She checked him with a gesture.
“It is you who can’t understand. Do you think I’m heartless?”
“Nothing could make me think hardly of you,” he declared.
“Then show me some respect and consideration. It was what I looked for; I felt I was safe with you.”
Though he had not expected strong opposition, he saw that she was determined. He had been too precipitate, and while he had no idea of abandoning his purpose, he bowed.
“If I’ve offended, you must forgive me—I thought of nothing beyond my longing for you. That won’t change or diminish, but I’ve been rash and have startled you. I must wait.”
He watched her in keen anxiety, but Sylvia gave no hint of her feelings. As a matter of fact, she was wondering why she had checked and repulsed him. She could not tell. A sudden impulse had swayed her, but she was not sorry she had yielded to it. Her hold on the man was as strong as ever; the affair was not ended.
There was silence for the next few minutes. It was growing dark; the hills had faded to blurs of shadows, and the moor ran back, a vast, dim waste. Then a twinkling light moved toward them up the ascending road. Bland rose and pointed to it.
“I dare say the man has got the things he needed. We’ll be off again shortly,” he said in his usual manner; and Sylvia was grateful.
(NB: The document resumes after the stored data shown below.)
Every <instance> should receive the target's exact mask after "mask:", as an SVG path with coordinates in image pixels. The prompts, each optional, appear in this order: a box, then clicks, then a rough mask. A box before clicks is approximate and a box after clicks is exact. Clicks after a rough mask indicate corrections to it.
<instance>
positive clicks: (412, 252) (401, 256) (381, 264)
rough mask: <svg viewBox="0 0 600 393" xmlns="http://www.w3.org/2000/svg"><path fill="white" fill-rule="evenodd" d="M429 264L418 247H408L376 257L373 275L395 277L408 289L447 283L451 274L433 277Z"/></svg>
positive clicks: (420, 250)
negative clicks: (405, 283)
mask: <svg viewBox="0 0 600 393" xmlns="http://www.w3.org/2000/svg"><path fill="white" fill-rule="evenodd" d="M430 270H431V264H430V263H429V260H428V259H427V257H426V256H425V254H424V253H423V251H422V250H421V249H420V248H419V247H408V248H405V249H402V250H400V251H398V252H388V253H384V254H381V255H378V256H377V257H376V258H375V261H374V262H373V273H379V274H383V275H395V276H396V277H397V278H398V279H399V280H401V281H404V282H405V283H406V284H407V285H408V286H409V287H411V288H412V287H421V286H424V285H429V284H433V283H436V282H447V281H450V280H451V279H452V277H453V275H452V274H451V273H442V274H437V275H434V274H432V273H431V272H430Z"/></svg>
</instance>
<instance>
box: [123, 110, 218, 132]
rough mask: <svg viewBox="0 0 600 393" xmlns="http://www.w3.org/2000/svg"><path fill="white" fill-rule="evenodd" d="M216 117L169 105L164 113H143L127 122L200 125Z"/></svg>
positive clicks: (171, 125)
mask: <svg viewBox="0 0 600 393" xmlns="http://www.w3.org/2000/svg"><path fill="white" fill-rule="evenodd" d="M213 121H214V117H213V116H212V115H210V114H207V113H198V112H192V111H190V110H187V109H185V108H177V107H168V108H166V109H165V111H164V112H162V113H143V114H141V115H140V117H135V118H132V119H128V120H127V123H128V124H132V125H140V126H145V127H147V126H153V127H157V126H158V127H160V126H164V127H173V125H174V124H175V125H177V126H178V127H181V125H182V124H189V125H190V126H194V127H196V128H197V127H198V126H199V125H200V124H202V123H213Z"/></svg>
In another half-hour the car was ready, and when Bland helped Sylvia in and wrapped the furs about her, there was something new in his care for her comfort. It was a kind of proprietary gentleness which she did not resent. Then they sped away across the dusky moor.
CHAPTER XV
HERBERT MAKES A CLAIM
Sylvia finished her round of visits in a state approaching insolvency. Mrs. Kettering, with whom she stayed some time, indulged in expensive amusements, and though she would have listened with good-humor to a plea of poverty, Sylvia declined to make it. She would not have Bland suspect the state of her affairs, and while he remained in the house she took her part in all that went on, which included card-playing for high stakes. As it happened, she had a steady run of misfortune. Bland sympathized with her and occasionally ventured a remonstrance, but she could see that the cheerful manner in which she faced her losses had its effect on him.
On the evening of her return, Herbert was strolling along the platform at a busy junction, in the gathering dusk, when he noticed Bland speaking to a porter. Soon afterward. Bland came toward him, and Herbert asked him if he were staying in the neighborhood.
“No,” said Bland; “I’m passing through; only been here half an hour. We’re probably on the same errand.”
“I came to meet Mrs. Marston,” Herbert told him. “And I broke my journey to town with the idea of being of some assistance when she changed.”